After a series of red-eye flights spanning the Indonesian archipelago, we touch down in the land of sunsets.
I am on my way to Kaimana in Indonesia’s West Papua province with my colleagues Keith Lawrence, Laure Katz and Kristin Bergantz. For several years, CI’s Birds Head Seascape program has worked with Kaimana community leaders to conserve the region’s marine assets. But protecting the water is not enough — in the next five years, we hope to extend our engagement to the land through an integrated “ridge-to-reef” conservation approach. But before we do that, we need to learn more about the issues at hand.
Our boat is greeted by the local community “turtle guards” on arrival. We learn that in the eight months CI has supported the guards, more than 800 turtles have successfully nested, and egg poaching has come to a halt.
The presence of the guards seems to have deterred illegal fishers too. Snorkeling at dusk, we see healthy schools of fish — big fish — patrolling a reef that still bears the scars of earlier bomb fishing. Later, we watch a green turtle come ashore to lay her eggs in the soft white sands — the first of five that night.
An early rise and we’re off to our next stop: Tementoi Field Station. CI-Indonesia established the base five years ago, and it’s now home to a team of local marine scientists and outreach specialists. We meet Lobo clan members to talk conservation, and learn that local tenure systems include marine and terrestrial areas, where vital natural resources are managed under consensus clan law.

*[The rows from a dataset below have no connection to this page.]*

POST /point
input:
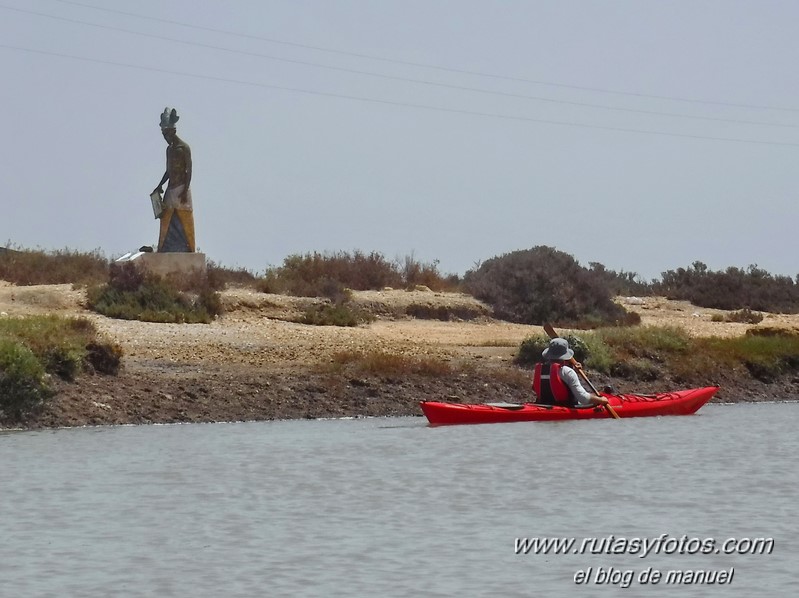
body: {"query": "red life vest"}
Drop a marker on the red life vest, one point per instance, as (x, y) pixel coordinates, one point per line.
(549, 387)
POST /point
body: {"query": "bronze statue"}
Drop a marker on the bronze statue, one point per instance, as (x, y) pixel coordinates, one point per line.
(177, 217)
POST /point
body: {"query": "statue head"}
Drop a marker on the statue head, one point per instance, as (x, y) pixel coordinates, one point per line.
(168, 120)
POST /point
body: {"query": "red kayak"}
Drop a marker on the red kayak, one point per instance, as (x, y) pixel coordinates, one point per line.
(681, 402)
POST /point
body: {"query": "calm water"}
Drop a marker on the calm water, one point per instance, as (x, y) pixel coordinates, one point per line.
(390, 507)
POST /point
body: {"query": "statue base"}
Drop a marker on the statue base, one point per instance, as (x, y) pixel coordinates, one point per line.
(167, 264)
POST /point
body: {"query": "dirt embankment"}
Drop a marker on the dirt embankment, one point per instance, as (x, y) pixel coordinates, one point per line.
(255, 363)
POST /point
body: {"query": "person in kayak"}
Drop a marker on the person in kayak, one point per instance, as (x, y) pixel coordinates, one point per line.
(556, 383)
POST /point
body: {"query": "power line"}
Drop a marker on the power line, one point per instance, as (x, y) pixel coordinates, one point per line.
(403, 79)
(395, 103)
(431, 66)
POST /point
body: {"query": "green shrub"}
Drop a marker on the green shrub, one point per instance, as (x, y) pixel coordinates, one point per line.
(329, 274)
(31, 267)
(334, 315)
(23, 387)
(731, 289)
(744, 316)
(132, 294)
(34, 347)
(545, 285)
(445, 313)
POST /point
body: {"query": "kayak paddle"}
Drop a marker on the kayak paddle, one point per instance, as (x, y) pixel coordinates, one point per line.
(573, 362)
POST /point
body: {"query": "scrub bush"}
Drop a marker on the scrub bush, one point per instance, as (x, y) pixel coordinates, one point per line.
(731, 289)
(31, 267)
(23, 386)
(329, 274)
(541, 285)
(132, 294)
(35, 347)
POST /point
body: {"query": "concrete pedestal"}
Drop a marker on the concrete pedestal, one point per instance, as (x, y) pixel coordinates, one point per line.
(165, 264)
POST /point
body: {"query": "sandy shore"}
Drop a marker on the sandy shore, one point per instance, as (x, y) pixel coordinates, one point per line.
(252, 363)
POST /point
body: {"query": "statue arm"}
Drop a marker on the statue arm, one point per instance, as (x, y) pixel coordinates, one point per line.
(188, 167)
(164, 179)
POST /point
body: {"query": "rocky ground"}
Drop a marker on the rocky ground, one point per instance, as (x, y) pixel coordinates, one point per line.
(254, 363)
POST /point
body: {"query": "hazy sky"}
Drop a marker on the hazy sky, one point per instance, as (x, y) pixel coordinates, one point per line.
(641, 134)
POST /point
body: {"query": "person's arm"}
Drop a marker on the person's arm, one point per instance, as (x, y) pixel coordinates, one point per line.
(572, 380)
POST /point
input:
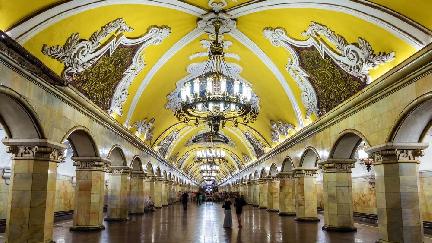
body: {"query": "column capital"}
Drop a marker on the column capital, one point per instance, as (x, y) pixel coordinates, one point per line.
(337, 165)
(35, 149)
(119, 170)
(138, 174)
(90, 163)
(285, 175)
(390, 153)
(304, 172)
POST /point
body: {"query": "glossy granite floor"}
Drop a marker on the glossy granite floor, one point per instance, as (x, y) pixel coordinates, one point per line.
(204, 224)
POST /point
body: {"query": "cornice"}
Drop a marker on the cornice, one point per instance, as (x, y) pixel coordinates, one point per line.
(22, 62)
(412, 69)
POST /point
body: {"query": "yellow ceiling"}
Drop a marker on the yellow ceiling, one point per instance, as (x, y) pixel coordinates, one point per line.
(274, 101)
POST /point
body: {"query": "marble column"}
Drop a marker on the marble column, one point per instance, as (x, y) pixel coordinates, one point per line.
(136, 198)
(397, 191)
(287, 205)
(118, 193)
(165, 192)
(273, 195)
(157, 192)
(337, 195)
(263, 191)
(149, 187)
(306, 194)
(32, 189)
(256, 193)
(89, 193)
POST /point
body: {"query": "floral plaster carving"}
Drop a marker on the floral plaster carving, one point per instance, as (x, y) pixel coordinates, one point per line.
(79, 55)
(356, 59)
(165, 145)
(280, 129)
(258, 147)
(145, 128)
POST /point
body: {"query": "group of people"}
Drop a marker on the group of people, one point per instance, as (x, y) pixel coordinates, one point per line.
(239, 203)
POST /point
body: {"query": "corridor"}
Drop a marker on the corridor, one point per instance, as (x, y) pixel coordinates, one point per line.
(204, 225)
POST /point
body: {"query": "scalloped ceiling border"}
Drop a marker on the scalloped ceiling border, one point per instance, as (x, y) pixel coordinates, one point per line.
(401, 26)
(26, 30)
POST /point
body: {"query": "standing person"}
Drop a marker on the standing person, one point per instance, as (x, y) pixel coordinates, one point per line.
(238, 204)
(228, 218)
(184, 199)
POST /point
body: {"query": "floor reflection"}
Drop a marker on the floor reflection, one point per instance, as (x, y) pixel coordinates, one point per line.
(203, 224)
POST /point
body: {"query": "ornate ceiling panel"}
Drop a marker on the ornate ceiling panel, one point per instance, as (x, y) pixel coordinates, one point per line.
(126, 73)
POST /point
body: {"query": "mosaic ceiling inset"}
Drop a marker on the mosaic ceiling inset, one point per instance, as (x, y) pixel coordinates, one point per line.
(302, 58)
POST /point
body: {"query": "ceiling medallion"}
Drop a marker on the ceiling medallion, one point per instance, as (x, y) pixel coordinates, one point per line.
(217, 95)
(357, 59)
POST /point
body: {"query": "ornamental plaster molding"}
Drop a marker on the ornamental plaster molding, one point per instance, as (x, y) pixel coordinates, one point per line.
(29, 28)
(393, 22)
(280, 129)
(253, 47)
(145, 128)
(158, 65)
(166, 144)
(357, 59)
(78, 54)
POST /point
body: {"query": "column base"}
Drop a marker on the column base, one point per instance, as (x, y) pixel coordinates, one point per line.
(273, 210)
(116, 219)
(87, 228)
(287, 214)
(339, 229)
(307, 219)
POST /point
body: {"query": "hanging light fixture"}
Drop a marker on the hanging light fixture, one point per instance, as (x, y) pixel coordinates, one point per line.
(218, 95)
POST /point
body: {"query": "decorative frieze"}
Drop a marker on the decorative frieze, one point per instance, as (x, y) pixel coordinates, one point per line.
(119, 170)
(36, 149)
(337, 165)
(397, 152)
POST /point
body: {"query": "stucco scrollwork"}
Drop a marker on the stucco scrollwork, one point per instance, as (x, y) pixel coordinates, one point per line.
(356, 59)
(79, 55)
(280, 129)
(145, 128)
(166, 144)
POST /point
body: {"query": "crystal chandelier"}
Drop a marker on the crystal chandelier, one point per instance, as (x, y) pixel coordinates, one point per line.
(218, 95)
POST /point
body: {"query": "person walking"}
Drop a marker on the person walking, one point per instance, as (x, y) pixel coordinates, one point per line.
(238, 204)
(228, 218)
(184, 199)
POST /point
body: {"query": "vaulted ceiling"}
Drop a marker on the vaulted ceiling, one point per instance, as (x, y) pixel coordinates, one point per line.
(302, 58)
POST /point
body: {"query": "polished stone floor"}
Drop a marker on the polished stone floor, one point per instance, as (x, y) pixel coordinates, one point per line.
(204, 224)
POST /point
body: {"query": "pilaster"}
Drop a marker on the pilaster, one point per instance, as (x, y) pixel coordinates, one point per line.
(287, 205)
(136, 198)
(306, 194)
(337, 193)
(32, 189)
(118, 193)
(89, 193)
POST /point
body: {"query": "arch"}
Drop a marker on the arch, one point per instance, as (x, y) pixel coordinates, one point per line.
(117, 156)
(82, 142)
(149, 169)
(263, 173)
(309, 159)
(136, 164)
(346, 145)
(287, 165)
(414, 121)
(273, 170)
(158, 172)
(17, 117)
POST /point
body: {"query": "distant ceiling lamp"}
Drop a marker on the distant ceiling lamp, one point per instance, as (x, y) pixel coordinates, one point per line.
(218, 95)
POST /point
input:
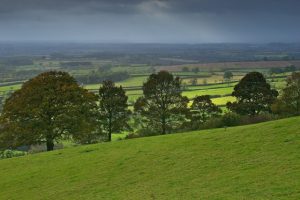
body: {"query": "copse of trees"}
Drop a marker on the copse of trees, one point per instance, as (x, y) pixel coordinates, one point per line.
(52, 106)
(113, 107)
(254, 95)
(162, 108)
(48, 108)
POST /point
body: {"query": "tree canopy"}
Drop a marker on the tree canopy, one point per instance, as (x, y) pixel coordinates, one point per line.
(289, 101)
(162, 107)
(254, 95)
(114, 113)
(48, 108)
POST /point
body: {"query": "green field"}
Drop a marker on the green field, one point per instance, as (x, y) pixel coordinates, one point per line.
(249, 162)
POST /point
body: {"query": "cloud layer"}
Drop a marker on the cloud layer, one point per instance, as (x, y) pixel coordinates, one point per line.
(188, 21)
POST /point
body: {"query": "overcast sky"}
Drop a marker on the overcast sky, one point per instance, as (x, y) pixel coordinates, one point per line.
(161, 21)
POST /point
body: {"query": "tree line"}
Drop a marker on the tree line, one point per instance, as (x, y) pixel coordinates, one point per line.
(52, 106)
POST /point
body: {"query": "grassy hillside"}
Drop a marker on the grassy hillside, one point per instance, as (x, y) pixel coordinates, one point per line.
(250, 162)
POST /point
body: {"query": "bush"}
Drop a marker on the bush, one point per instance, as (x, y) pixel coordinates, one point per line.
(11, 153)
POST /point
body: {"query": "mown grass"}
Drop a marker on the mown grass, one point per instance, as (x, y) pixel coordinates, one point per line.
(249, 162)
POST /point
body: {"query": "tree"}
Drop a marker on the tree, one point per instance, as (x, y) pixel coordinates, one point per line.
(253, 94)
(162, 107)
(227, 75)
(114, 113)
(195, 70)
(289, 102)
(203, 109)
(48, 108)
(185, 69)
(194, 81)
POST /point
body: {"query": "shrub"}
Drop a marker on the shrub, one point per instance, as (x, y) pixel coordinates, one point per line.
(11, 153)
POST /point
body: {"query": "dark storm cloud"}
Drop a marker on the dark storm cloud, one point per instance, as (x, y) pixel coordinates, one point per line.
(151, 20)
(181, 6)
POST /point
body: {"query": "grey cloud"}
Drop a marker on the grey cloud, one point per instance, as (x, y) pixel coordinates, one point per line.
(151, 20)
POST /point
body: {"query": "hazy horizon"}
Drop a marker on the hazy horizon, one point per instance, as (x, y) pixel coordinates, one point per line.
(150, 21)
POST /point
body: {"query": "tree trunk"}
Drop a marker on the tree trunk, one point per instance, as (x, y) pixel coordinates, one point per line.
(163, 121)
(109, 128)
(50, 144)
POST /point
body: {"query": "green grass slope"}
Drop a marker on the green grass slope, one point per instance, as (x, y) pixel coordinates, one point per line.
(259, 161)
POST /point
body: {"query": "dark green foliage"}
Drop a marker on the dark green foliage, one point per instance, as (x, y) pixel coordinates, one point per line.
(289, 102)
(254, 95)
(194, 81)
(195, 70)
(114, 113)
(46, 109)
(162, 107)
(203, 109)
(185, 69)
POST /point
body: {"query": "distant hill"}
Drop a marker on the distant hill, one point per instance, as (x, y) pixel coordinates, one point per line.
(259, 161)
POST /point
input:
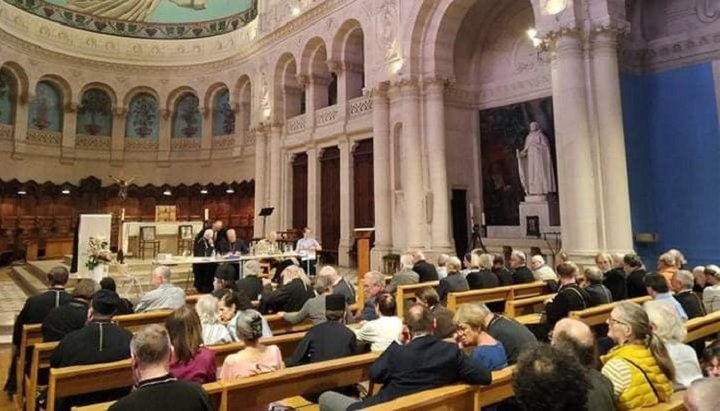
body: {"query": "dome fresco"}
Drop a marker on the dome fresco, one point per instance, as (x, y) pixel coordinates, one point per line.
(162, 19)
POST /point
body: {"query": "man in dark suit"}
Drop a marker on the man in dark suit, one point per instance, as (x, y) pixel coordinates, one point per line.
(521, 274)
(683, 283)
(425, 270)
(34, 311)
(421, 363)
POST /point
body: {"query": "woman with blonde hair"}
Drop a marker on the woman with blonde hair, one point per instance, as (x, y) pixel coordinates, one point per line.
(668, 325)
(639, 367)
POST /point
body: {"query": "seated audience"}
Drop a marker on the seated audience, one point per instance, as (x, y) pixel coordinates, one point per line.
(442, 266)
(711, 293)
(599, 294)
(548, 379)
(72, 316)
(613, 274)
(657, 289)
(667, 266)
(231, 305)
(290, 296)
(482, 275)
(577, 339)
(635, 272)
(703, 395)
(425, 270)
(499, 269)
(668, 326)
(639, 367)
(421, 361)
(570, 296)
(213, 332)
(373, 285)
(164, 296)
(521, 274)
(100, 341)
(339, 285)
(471, 333)
(381, 332)
(444, 327)
(155, 388)
(255, 358)
(514, 337)
(328, 340)
(251, 284)
(454, 281)
(191, 360)
(314, 308)
(124, 306)
(711, 360)
(543, 272)
(683, 285)
(406, 276)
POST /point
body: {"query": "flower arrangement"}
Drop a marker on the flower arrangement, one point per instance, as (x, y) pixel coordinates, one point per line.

We all agree that by better managing the lands and reducing runoff and sedimentation, we can secure local livelihoods while protecting the delicate reefs. There is hope too that Kaimana’s isolated beauty and world-class diving will soon bring paying international visitors.
Kaimana is indeed a stunning setting. Horizons are dominated by corrugated mountain ranges formed by severe tectonic compression. Within the Triton Bay Marine Protected Area, geometric rock formations rise above the azure waters like misplaced, ancient pyramids. Spinner dolphins (Stenella longirostris) and baitfish schools break the surface, while below soft corals and big fish dominate. Our survey work continues to identify areas of staggering biodiversity, including the reef that saw 330 fish species recorded in a single dive — the highest single dive fish count ever recorded anywhere.
Returning by boat through the Namatota Strait, we pull up alongside an ancient rock art gallery. Ochre fish and prints of human hands are rendered side by side, reflecting a culture defined over hundreds of generations. Evidence suggests that West Papua may have been populated for 40,000 years or more. When asked how long people have lived in Kaimana, locals simply answer “forever.”
On the future, my colleague Keith says “Kaimana has great potential to demonstrate the benefits of good natural resource management — the local government is showing really progressive thinking. It’s still relatively pristine, but it is also at a crossroads as development pressures are poised to increase rapidly.”
The mainstream economy is weaving its way into Kaimana. Our hope is that future CI investments here will help the local people maintain the balance between a healthy economy and the natural framework that has forever supported it.
Matthew Fox is the Bird’s Head Seascape advisor for CI-Indonesia. Sincere thanks to the Kaimana CI manager Thamrin Lamuasa, his team and the government of Kaimana.